Ok so by the sounds of it I don't have much to worry about, this is more for interest/educational sake now.
The wire resistance can be calculated from this information
22 gauge wire can carry 5 amps and it has 16 ohms per 1000 feet
Calculate wire length for 1.2 ohms
1000 * 1.2/16 = 75 feet of wire
If your relay needs 100mA to switch then the voltage lost in 75 feet is
v = ir = 0.1Amp * 1.2 ohms - 0.12 volts lost from 5 volts
5.0 - 0.12 = 4.88 volts delivered to the relay 75 feet away.
I know theres an equation to calculate resistance based on wire length and diameter. But I was wondering more how to overcome this extra resistance, thanks for the information though I'll no doubt use it.
V=IR so an increase in resistance means increase in voltage, but the arduino pins only supply 5v? Still trying to wrap my head around it.
driving DC relays using a transistor connected to an Arduino pin.

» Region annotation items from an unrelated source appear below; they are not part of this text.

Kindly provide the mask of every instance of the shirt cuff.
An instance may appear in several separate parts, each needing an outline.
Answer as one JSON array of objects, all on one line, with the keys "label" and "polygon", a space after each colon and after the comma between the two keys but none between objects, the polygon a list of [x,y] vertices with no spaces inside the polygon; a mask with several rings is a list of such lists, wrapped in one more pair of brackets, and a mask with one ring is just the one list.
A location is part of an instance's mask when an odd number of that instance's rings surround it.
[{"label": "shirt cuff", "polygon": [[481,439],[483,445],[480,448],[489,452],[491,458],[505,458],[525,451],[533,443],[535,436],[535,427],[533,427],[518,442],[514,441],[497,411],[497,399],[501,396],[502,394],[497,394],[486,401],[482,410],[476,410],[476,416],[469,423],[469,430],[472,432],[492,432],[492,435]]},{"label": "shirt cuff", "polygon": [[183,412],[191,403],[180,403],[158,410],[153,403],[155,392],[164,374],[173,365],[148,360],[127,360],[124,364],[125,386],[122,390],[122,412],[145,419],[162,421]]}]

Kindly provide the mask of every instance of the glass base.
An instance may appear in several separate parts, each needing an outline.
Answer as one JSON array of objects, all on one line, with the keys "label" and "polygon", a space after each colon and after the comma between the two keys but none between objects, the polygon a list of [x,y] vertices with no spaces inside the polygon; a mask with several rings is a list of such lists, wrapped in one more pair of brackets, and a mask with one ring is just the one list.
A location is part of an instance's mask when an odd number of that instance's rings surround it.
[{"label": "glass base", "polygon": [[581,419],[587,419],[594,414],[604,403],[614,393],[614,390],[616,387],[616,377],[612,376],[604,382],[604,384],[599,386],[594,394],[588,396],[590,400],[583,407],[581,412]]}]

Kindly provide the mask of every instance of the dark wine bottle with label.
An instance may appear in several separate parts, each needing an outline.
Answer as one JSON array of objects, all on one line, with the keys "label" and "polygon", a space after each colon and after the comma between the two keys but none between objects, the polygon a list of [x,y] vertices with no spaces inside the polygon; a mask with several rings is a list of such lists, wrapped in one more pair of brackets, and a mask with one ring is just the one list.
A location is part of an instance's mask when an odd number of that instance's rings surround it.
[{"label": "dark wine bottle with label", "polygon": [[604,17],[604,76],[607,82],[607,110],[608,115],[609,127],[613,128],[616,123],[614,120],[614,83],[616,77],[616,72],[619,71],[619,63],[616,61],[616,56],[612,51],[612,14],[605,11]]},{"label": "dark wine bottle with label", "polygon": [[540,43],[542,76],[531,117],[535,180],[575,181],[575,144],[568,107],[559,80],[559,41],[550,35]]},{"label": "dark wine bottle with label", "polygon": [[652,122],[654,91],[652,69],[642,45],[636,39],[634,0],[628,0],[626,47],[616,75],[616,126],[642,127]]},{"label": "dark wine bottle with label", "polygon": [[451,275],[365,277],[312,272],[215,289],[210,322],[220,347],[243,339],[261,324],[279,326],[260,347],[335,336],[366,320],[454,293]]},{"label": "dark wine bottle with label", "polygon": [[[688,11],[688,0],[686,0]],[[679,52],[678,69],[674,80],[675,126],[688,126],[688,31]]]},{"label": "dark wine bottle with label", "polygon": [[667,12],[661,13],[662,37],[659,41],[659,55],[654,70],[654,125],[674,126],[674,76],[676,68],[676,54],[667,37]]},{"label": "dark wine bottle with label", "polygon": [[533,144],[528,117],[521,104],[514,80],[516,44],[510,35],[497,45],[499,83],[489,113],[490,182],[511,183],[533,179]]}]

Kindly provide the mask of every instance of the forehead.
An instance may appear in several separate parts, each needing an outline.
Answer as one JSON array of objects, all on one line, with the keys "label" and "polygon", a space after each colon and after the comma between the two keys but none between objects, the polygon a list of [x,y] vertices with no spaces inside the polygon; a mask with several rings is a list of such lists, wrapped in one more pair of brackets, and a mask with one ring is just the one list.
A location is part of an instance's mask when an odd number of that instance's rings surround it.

http://playground.arduino.cc/uploads/Main/relays.pdf, the transistor being used to increase the voltage to more then 5V
Thanks this is what I was looking for I think.. But this is using the transistor as a switch right? So where is the relay +V coming from? Wikipedia says this to use a transistor as an amplifier http://upload.wikimedia.org/wikipedia/commons/thumb/8/8c/NPN_common_emitter_AC.svg/200px-NPN_common_emitter_AC.svg.png
What is the downside to using thicker wire though, what happens if you use too large a guage? I cant be bothered remembering physics right now but wouldent it affect the charge carrier density, or just draw more current?